The County of Santa Barbara, California, adopted an ordinance that severely capped the rent that owners of mobile-home parks could charge tenants. Years later, Plaintiffs purchased a mobile-home park within the county, in the City of Goleta. Thereafter, the City adopted a rent control ordinance which was nearly identical to the ordinance the County had initially imposed. The landowners then filed suit against the City, alleging that the rent control ordinances amounted to an unconstitutional taking of their property in violation of the Takings Clause of the Fifth Amendment.
On appeal in the Ninth Circuit, a three judge panel held that the City's rent control ordinance violated the Takings Clause. The opinion characterized the rent control regime as a "naked transfer of wealth," which could not be allowed under the Takings Clause.
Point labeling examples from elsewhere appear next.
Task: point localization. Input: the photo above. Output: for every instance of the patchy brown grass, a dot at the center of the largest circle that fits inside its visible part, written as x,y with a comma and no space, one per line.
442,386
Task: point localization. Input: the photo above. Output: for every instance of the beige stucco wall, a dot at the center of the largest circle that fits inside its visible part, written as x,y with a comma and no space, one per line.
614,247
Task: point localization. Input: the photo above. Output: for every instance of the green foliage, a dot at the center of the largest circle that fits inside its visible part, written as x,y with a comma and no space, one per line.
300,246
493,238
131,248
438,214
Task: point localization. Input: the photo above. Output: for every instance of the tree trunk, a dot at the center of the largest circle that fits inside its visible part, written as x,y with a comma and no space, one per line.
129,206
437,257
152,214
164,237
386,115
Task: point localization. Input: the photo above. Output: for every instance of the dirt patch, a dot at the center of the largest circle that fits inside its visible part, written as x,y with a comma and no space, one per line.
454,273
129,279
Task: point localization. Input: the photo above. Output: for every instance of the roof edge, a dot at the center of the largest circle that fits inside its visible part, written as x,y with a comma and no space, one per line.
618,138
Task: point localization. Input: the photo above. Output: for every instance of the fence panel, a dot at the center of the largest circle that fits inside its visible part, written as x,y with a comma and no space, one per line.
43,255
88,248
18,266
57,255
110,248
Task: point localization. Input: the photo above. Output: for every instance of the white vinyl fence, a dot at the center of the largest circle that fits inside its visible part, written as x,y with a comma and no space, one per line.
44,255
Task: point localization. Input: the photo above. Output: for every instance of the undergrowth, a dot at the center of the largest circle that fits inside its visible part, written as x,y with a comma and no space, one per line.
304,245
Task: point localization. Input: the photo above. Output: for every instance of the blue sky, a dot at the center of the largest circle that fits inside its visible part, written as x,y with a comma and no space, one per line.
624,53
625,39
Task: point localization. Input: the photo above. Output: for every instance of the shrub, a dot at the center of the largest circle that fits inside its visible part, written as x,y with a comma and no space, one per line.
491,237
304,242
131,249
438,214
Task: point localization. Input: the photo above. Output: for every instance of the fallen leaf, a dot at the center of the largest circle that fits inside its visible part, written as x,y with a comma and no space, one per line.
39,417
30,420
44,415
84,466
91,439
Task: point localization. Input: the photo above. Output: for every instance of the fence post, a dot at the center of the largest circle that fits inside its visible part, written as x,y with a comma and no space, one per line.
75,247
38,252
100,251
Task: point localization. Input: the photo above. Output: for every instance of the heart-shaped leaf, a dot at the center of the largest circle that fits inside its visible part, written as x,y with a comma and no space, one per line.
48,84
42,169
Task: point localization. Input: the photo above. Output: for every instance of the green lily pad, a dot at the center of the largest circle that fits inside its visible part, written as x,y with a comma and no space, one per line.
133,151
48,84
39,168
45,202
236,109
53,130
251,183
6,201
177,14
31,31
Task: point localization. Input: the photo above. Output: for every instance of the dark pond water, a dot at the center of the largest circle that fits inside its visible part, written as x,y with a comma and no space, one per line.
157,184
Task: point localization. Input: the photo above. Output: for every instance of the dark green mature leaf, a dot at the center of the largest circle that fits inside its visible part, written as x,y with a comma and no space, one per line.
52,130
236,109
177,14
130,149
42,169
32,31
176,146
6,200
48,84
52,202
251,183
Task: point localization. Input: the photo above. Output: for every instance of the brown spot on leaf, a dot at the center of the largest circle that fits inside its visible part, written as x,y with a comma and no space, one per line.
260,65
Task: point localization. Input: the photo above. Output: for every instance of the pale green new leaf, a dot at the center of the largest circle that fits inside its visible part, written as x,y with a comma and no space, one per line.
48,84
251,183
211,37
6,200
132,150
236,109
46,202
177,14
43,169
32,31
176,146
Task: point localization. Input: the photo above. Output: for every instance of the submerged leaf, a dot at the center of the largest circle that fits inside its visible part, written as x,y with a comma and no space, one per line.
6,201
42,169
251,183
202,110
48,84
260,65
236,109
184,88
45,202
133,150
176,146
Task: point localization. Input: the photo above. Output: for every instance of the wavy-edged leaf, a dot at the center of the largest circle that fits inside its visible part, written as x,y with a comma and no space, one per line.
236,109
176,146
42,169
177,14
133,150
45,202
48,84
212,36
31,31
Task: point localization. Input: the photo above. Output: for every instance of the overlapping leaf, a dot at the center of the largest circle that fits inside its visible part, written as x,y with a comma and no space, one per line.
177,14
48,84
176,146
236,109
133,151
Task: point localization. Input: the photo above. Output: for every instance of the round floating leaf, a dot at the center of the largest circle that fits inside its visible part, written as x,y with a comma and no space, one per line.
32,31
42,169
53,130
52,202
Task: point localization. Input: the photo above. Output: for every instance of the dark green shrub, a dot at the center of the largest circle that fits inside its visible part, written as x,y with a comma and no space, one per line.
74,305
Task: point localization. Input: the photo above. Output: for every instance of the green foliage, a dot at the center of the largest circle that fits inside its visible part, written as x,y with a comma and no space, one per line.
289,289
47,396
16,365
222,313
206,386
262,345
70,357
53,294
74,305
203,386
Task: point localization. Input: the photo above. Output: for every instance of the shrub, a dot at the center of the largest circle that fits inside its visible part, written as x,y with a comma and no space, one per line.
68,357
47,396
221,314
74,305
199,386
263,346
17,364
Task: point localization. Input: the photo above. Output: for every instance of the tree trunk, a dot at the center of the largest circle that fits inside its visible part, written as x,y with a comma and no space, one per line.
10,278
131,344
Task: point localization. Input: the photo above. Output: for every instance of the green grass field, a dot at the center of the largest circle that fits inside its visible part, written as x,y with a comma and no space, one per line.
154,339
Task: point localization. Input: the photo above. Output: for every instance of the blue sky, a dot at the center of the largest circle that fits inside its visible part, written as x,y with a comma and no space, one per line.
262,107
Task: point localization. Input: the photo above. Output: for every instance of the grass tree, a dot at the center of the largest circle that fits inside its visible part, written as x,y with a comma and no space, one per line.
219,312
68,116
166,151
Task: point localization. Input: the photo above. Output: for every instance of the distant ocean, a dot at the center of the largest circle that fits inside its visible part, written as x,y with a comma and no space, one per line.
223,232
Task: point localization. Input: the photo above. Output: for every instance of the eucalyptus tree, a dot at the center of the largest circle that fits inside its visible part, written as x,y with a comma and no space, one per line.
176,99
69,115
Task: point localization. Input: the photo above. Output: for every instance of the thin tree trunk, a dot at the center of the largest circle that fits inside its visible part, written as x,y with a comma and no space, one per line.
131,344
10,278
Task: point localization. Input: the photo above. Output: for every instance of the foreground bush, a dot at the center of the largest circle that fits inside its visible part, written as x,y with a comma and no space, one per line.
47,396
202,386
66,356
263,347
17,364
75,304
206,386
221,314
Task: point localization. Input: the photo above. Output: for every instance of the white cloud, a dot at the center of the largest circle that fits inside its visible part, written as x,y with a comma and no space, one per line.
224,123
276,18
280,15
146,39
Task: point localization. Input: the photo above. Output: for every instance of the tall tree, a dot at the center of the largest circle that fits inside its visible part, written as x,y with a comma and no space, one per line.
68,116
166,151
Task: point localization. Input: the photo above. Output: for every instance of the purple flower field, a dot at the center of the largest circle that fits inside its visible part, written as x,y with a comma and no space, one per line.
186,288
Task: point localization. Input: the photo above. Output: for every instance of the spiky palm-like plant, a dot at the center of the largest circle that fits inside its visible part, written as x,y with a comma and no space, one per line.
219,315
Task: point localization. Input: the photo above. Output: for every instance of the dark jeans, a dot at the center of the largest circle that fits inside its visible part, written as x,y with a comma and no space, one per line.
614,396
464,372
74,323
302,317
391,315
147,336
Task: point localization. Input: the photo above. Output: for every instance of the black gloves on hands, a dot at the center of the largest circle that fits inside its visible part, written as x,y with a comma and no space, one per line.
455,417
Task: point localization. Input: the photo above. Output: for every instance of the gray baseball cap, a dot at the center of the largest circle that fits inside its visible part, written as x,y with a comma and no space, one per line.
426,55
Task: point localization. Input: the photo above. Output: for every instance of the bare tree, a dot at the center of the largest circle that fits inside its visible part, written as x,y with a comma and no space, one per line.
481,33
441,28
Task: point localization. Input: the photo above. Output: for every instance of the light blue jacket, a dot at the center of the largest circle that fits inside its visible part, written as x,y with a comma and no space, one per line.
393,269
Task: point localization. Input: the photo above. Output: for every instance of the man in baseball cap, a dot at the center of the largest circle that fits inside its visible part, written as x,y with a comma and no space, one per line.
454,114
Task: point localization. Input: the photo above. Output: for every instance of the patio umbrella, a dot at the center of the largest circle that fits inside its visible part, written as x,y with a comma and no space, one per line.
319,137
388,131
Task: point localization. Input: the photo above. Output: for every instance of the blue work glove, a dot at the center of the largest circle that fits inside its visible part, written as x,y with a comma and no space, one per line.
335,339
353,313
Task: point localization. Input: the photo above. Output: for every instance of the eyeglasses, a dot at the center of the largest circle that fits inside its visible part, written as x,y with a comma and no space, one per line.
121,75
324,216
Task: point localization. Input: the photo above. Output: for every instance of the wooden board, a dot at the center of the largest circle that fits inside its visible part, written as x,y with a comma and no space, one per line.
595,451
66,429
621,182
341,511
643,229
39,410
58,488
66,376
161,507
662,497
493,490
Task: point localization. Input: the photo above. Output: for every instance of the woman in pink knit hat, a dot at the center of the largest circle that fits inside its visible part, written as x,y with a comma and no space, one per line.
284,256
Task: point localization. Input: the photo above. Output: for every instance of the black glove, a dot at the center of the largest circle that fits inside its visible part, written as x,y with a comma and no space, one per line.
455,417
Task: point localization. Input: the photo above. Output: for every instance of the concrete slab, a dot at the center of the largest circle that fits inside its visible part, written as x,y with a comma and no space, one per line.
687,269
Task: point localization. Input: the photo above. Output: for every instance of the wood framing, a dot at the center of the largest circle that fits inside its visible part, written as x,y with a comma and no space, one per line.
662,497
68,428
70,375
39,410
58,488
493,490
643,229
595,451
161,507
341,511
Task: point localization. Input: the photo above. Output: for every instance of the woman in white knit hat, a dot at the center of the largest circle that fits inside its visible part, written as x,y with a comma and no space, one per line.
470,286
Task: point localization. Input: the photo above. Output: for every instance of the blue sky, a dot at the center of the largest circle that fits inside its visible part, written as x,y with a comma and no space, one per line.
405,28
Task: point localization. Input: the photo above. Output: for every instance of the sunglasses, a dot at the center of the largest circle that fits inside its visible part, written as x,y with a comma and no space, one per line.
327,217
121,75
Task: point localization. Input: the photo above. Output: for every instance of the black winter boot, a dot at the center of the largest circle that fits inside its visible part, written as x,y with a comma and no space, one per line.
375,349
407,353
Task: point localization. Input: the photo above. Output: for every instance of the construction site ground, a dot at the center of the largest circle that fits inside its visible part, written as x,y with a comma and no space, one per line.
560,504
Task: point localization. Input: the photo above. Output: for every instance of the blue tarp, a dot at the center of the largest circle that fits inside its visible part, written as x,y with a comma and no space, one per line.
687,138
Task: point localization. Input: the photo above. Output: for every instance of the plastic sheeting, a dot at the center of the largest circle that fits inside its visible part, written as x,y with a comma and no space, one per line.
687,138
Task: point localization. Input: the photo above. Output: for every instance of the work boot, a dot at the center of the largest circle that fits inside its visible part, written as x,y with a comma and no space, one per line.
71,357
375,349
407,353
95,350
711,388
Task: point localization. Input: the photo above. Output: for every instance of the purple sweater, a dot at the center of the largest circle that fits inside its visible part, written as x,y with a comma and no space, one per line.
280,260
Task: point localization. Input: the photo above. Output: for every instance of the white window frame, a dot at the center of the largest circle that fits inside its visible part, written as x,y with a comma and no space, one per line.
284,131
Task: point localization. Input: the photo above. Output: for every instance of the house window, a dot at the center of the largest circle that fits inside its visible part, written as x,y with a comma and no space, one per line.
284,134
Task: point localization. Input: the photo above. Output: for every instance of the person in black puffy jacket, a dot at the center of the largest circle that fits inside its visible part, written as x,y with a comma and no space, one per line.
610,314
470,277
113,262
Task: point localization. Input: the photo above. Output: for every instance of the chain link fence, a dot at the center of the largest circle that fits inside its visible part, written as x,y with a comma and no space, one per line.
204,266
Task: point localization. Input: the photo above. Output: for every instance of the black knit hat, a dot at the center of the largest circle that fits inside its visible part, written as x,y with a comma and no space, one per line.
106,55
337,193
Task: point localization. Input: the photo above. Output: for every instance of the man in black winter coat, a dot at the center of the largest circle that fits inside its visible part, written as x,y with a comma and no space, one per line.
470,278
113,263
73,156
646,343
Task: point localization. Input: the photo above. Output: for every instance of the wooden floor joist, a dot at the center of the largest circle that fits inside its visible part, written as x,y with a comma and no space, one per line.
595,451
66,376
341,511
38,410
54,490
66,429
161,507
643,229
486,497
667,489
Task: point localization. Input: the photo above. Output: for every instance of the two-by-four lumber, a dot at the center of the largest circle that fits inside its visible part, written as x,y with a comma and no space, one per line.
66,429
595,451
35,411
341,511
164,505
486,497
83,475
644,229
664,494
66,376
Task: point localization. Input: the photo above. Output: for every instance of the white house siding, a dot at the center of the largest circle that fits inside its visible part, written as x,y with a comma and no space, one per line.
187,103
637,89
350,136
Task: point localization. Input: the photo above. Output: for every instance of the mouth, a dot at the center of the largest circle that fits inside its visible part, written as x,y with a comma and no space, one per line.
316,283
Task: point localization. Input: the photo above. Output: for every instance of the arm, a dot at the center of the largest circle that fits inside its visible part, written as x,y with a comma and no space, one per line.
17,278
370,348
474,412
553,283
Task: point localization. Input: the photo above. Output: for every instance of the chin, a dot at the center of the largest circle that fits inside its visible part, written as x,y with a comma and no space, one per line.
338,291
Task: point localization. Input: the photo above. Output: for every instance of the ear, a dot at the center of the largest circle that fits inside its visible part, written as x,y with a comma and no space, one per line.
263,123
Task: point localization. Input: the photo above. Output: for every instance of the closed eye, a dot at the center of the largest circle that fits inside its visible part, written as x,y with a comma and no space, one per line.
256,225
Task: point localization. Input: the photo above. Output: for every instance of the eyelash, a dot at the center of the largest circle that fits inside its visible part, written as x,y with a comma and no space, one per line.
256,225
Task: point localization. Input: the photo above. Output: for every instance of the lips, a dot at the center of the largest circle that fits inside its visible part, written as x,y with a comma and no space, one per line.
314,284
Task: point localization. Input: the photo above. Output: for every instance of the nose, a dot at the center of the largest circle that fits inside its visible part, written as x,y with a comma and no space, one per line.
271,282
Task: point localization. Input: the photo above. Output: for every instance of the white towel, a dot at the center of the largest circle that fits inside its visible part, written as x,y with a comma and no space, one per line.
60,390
This decision was subsequently reversed by the Ninth Circuit en banc. The majority opinion held that Plaintiff's takings claim must necessarily fail under the Penn Central regulatory takings test because they could have no reasonable investment backed expectation of obtaining higher rents in light of the fact that a rent control ordinance was already in effect at the time they purchased their property.
The NFIB Legal Center filed an amicus brief in support of the property owners in this case urging the U.S. Supreme Court to grant their petition for certiorari and to make clear that property rights are not extinguished when property is transferred between owners. If a land use restriction constitutes an unconstitutional taking of private property the owner can bring a takings suit at any point within the statute of limitations. The right to advance such a suit is transferred with the land if the property is sold to a new owner.
Status: Decided - Ninth Circuit Federal Court of Appeal.
Petition for certiorari denied in the U.S. Supreme Court.